Başbakan Ahund ve üst düzey isimlerin katıldığı, binden fazla din adamını bir araya getiren toplantıda yayımlanan fetva, Afgan topraklarının hiçbir ülkeye karşı kullanılmayacağını ilan etti. Siyasi–fiqhî bildiri, sınır ötesi çatışmalara müdahil olanlara karşı yaptırım uygulanacağını vurguladı.

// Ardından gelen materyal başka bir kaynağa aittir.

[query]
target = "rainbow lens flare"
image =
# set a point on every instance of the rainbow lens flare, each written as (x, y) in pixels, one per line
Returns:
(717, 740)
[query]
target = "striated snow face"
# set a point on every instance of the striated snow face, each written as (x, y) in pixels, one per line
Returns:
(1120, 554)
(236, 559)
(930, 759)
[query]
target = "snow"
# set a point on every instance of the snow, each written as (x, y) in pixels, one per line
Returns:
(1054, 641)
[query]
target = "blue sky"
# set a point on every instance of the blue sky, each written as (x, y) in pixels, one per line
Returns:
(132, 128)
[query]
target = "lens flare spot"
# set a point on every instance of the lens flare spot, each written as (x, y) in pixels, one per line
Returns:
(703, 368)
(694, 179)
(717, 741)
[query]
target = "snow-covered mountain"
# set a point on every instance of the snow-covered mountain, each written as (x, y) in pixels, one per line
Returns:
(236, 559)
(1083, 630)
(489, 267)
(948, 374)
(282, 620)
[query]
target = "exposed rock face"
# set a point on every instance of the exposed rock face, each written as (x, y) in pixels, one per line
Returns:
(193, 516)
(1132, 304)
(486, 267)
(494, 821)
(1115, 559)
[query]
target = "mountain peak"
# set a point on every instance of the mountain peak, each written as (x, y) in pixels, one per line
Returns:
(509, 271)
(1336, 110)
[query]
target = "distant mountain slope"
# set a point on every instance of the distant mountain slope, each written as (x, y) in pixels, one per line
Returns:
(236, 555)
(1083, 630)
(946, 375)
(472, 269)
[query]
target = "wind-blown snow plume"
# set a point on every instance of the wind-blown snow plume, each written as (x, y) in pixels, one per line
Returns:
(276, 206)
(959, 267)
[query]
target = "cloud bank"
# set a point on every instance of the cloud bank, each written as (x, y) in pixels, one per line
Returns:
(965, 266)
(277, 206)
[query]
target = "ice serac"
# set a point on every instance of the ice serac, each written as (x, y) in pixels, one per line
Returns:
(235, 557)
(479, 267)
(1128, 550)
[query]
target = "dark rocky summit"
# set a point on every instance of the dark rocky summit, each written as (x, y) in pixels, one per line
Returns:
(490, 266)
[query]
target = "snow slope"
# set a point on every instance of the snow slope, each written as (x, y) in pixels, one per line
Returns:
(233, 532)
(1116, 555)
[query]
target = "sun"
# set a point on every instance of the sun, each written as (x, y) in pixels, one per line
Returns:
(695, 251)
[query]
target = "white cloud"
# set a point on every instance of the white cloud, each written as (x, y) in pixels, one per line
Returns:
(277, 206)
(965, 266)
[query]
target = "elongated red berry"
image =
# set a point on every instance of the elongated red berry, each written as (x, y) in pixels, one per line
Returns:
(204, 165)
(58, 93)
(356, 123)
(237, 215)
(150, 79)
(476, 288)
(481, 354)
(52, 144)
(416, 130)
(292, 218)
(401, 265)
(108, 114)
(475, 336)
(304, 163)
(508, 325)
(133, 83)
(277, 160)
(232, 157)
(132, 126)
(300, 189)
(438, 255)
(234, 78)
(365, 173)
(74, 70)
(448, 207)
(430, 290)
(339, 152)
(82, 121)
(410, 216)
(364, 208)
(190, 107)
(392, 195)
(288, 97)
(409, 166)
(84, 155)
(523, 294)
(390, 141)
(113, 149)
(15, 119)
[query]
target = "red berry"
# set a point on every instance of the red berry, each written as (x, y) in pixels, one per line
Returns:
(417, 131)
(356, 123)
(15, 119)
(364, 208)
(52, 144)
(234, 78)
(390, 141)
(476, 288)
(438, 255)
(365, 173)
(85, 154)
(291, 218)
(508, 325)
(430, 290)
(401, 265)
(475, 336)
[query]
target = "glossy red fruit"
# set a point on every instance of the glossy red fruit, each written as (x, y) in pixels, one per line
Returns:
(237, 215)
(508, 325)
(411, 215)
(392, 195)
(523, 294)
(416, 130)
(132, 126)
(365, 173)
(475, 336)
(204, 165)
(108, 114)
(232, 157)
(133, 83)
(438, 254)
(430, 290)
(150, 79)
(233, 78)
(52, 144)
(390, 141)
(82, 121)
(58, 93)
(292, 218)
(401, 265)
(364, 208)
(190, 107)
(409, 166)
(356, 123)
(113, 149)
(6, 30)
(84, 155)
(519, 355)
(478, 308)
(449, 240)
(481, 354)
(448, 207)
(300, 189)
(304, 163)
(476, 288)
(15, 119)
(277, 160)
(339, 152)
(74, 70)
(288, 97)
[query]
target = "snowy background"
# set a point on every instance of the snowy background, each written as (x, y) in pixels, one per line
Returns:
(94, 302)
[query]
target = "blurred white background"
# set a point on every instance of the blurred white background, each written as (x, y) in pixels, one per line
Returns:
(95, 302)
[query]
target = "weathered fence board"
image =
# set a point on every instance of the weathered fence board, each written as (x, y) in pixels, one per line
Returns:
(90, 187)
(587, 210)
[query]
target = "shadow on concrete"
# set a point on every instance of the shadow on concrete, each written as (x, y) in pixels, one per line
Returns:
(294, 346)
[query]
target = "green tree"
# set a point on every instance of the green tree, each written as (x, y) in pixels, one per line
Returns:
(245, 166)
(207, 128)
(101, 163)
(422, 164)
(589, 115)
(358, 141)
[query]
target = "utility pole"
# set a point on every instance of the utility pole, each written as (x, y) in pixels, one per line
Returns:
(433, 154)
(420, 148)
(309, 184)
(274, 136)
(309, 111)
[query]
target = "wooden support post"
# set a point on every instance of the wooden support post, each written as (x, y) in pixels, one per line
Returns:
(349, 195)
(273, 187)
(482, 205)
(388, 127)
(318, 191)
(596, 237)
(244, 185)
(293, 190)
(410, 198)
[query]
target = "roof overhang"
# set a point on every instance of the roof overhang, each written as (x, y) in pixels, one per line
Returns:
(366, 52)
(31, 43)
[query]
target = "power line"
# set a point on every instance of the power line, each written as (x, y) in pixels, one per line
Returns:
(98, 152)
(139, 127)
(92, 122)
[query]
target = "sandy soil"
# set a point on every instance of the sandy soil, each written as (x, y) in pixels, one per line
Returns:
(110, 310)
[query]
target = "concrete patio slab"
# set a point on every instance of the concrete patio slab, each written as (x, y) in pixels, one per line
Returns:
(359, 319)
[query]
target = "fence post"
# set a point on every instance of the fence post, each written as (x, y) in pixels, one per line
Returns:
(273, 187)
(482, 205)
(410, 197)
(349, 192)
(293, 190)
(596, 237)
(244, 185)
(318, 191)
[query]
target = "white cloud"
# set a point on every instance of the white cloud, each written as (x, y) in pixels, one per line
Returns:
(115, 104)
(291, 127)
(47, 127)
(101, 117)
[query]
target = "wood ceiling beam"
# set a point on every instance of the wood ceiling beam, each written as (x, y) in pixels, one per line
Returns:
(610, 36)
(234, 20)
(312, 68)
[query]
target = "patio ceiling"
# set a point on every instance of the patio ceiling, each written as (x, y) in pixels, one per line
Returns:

Bildirinin ardından Dışişleri Bakanı Emirhan Muttaki, hükümetin fetvadaki taahhütlere “tam bağlılık” göstereceğini açıkladı. Açıklama, Pakistan içini hedef alan ve sorumluluğu başta Pakistan Talibanı (TTP) olmak üzere çeşitli gruplara atfedilen saldırıların ardından yükselen gerilimi yatıştırma girişimi olarak değerlendirildi.
Sınırdaki son saldırıda, salı günü Afganistan sınırına yakın Kurram bölgesindeki bir güvenlik noktasının hedef alınması sonucu 6 Pakistan askeri hayatını kaybetmişti. İslamabad, saldırıların Afgan topraklarını kullanan silahlı gruplarca planlandığını savunurken, Kabil bu iddiaları reddediyor ve TTP ile operasyonel bağları olmadığını öne sürüyor.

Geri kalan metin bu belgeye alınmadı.